The same shape is starting to play out, badly, with MCP. The failure mode is easy to see: every team that wants to expose internal data to an agent stands up its own MCP server, which means N different auth models, N different tool-call audit gaps, N different egress postures, and N different opportunities for a prompt injection to reach a privileged tool. That is the unpaved road, and in many organizations it is the first road teams discover. The paved-road answer is a default-on MCP gateway: a single ingress point that handles identity propagation from the calling user to the downstream tool, records every tool call against the existing audit infrastructure, enforces egress policy on tool inputs and outputs, and exposes a registration UX that is faster than rolling your own server. Done well, the team that wanted to expose a tool fills out one form and gets the gateway for free; the team that wants to roll their own has to justify why. That asymmetry is the entire control. Without it, the MCP layer becomes the next shadow-IT substrate, and the coverage number on agentic traffic never reaches the level the security program thinks it has.

The hard part

The hard part, and the reason most platform teams do not ship paved roads that scale, is that “making the secure path easier than the alternative” requires the platform team to out-compete every engineer’s natural inclination to roll their own. That is a product design problem, and most platform teams are staffed as infrastructure teams. The skillset overlap is partial. The engineers who can out-design an engineer-under-deadline are a scarce hiring pool.

This is also why the productizing infrastructure frame matters so much. A platform that treats its users like customers, with explicit contracts and support rotations and actual UX investment, can produce defaults that hold. A platform that treats its users like colleagues-who-should-read-the-wiki cannot. The policy layer and the default layer have to be the same layer, and that only happens when platform engineering is organized as product engineering with infrastructure as the domain.

The short version

Security at scale is a property of defaults. Policy is weak; education is weak; mandate is weak; adoption curves of new features are vanity. Coverage of the paved road is the first real metric, and it is set almost entirely by whether the paved road is the path of least resistance for the median engineer under deadline.

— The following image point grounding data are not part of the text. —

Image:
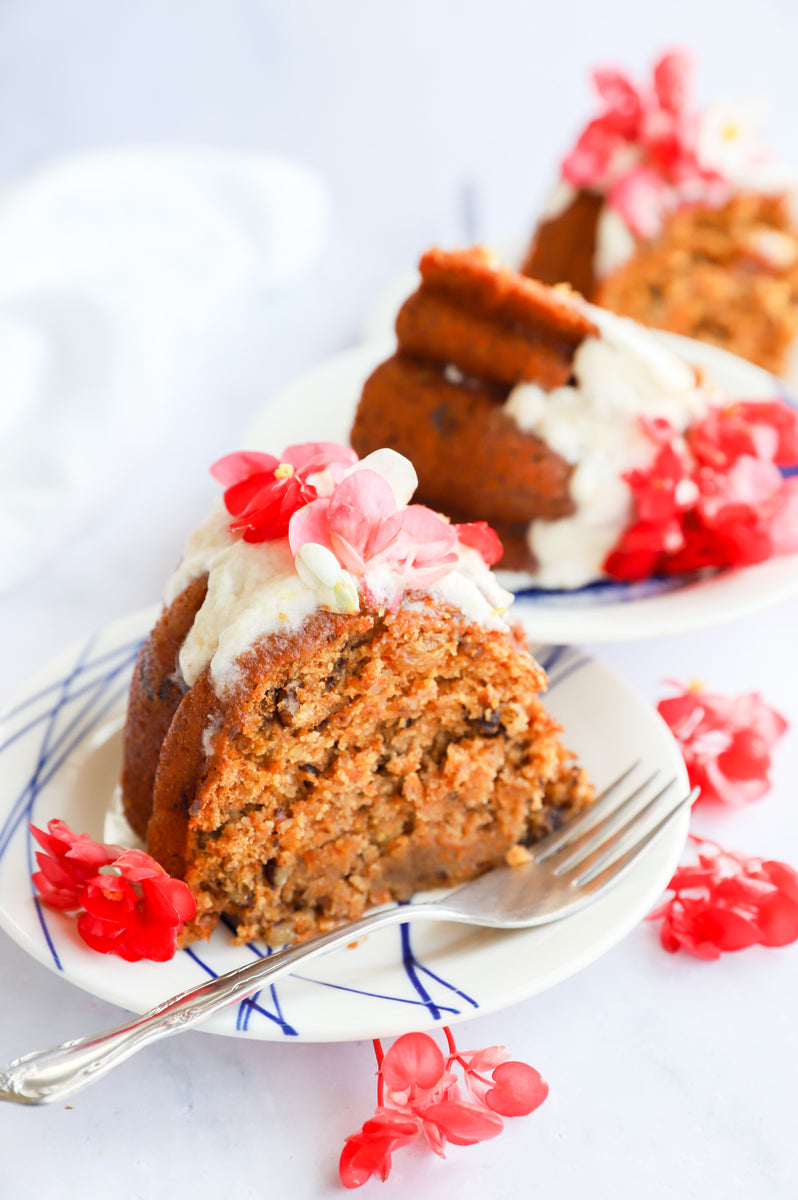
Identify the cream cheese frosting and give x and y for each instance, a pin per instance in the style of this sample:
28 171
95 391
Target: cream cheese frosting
619 376
255 591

The platform team’s actual product is the default. Every control that lives in a checkbox rather than in the substrate is a tax, and the tax drives traffic off the road. Ship controls in the substrate. Track coverage, not adoption. Design for the median engineer. The organizations that have internalized this have the best-looking security programs I have seen. The organizations that have not are producing heroic policy documents and coverage numbers they are not measuring.